Purpose: Health checks for CPU, memory, disk, network, and process monitoring with an audit trail.

Location: apps/checkers/

Models

CheckRun

Audit trail of standalone health check executions.

Field Type Description
checker_name CharField (indexed) Name of the checker run
hostname CharField (indexed) Host where check ran
status CharField (choices, indexed) “ok”, “warning”, “critical”, “unknown”
message TextField Human-readable description
metrics JSONField Measured values (e.g., {"cpu_percent": 45.2})
error TextField Error message if check failed
warning_threshold FloatField (nullable) Warning threshold used
critical_threshold FloatField (nullable) Critical threshold used
alert ForeignKey (nullable) Link to created Alert if triggered
duration_ms FloatField Execution time in milliseconds
executed_at DateTimeField (auto_now_add, indexed) When check ran
trace_id CharField (indexed) Correlation ID for pipeline tracing

Properties: is_ok, is_critical, has_issue, created_alert

DTOs

CheckStatus (Enum)

OK, WARNING, CRITICAL, UNKNOWN

CheckResult (dataclass)

Field Type Description
status CheckStatus Result status level
message str Human-readable description
metrics dict[str, Any] Measured values
checker_name str Name of checker producing result
error str or None Error message if check failed

Methods: is_ok(), is_critical()

BaseChecker (Abstract)

Attribute Default Description
name “base” Unique identifier
timeout 10.0 Max seconds to wait
warning_threshold 70.0 Threshold for WARNING
critical_threshold 90.0 Threshold for CRITICAL
enabled True Whether enabled

Abstract method: check() -> CheckResult Public method: run(trace_id="") -> CheckResult — runs check, times it, creates CheckRun audit record.

Checker Implementations

CPUChecker

Config Default Description
samples 5 Number of samples to take
sample_interval 1.0 Seconds between samples
per_cpu False Report per-CPU or system-wide

Metrics: cpu_percent, cpu_min, cpu_max, samples, cpu_count, per_cpu_percent (optional)

MemoryChecker

Config Default Description
include_swap False Include swap memory in check

Metrics: memory_percent, memory_total_gb, memory_used_gb, memory_available_gb, swap_* (optional)

DiskChecker

Config Default Description
paths [”/”] Mount points to check

Thresholds: warning=80.0, critical=95.0 Metrics: disks (dict per path with percent/total_gb/used_gb/free_gb), worst_percent, worst_path

NetworkChecker

Config Default Description
hosts [“8.8.8.8”, “1.1.1.1”] Hosts to ping
ping_count 1 Packets per ping

Thresholds: Inverted logic — warning=70.0 (min % reachable for OK), critical=50.0 Metrics: hosts (dict per host with reachable/latency_ms), reachable_count, total_hosts, reachable_percent

ProcessChecker

Config Default Description
processes [] Process names to check

Thresholds: Inverted — warning=100.0 (all must run), critical=50.0 Metrics: processes (dict per process with running/pid/status/cpu_percent/memory_percent), running_count, total_count, running_percent

DiskCommonChecker

Cross-platform disk analysis (Unix-like).

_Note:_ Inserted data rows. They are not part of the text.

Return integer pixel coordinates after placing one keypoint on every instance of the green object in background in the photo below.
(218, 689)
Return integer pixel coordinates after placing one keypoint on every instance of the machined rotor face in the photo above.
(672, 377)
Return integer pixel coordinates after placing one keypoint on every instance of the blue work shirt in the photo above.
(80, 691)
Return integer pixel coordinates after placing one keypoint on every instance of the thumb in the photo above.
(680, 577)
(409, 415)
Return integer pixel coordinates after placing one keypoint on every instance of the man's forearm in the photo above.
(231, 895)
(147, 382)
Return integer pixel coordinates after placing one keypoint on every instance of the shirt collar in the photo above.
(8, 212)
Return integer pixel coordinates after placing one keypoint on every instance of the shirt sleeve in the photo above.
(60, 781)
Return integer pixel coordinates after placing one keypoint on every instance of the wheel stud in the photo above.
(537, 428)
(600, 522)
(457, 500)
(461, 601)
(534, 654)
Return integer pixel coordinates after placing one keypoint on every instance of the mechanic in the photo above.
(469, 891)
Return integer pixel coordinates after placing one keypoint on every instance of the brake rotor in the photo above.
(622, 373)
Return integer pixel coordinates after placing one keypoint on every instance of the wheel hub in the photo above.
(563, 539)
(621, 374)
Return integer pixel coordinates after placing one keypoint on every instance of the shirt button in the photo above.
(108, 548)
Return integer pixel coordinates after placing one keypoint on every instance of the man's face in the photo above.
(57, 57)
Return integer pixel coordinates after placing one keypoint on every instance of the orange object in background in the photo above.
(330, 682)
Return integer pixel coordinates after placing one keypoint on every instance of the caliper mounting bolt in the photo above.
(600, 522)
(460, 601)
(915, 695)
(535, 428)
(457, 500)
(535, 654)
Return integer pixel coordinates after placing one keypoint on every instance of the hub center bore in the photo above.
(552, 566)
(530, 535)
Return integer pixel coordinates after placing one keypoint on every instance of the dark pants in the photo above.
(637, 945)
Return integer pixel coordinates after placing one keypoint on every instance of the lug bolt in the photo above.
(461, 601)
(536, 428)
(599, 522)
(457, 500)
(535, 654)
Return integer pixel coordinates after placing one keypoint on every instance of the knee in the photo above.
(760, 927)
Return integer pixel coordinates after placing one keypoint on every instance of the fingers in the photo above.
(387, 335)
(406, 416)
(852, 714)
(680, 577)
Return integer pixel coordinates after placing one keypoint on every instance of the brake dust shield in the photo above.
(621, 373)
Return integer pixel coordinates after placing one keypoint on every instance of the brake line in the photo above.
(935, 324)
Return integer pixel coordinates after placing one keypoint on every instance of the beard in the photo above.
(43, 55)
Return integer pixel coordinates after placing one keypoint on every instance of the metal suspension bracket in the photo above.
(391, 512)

Scans /var/log, ~/.cache, /tmp, /var/tmp for space hogs, old files, and large files.

Thresholds: warning=5000 MB, critical=20000 MB Metrics: space_hogs, old_files, large_files, total_recoverable_mb, recommendations

DiskMacOSChecker

macOS-specific. Scans ~/Library/Caches, Xcode DerivedData, ~/Downloads (>30 days).

DiskLinuxChecker

Linux-specific. Scans /var/cache/apt/archives, /var/log/journal, /var/lib/docker, /var/lib/snapd.

Registry and Skip Controls

CHECKER_REGISTRY = {
    "cpu": CPUChecker,
    "memory": MemoryChecker,
    "disk": DiskChecker,
    "disk_common": DiskCommonChecker,
    "disk_linux": DiskLinuxChecker,
    "disk_macos": DiskMacOSChecker,
    "network": NetworkChecker,
    "process": ProcessChecker,
}
  • Pipeline definitions control which checkers run via checker_names config
  • CHECKER_REGISTRY — static registry of all available checkers

Intelligence App

Purpose: AI-powered incident analysis via a pluggable provider pattern with 8 providers.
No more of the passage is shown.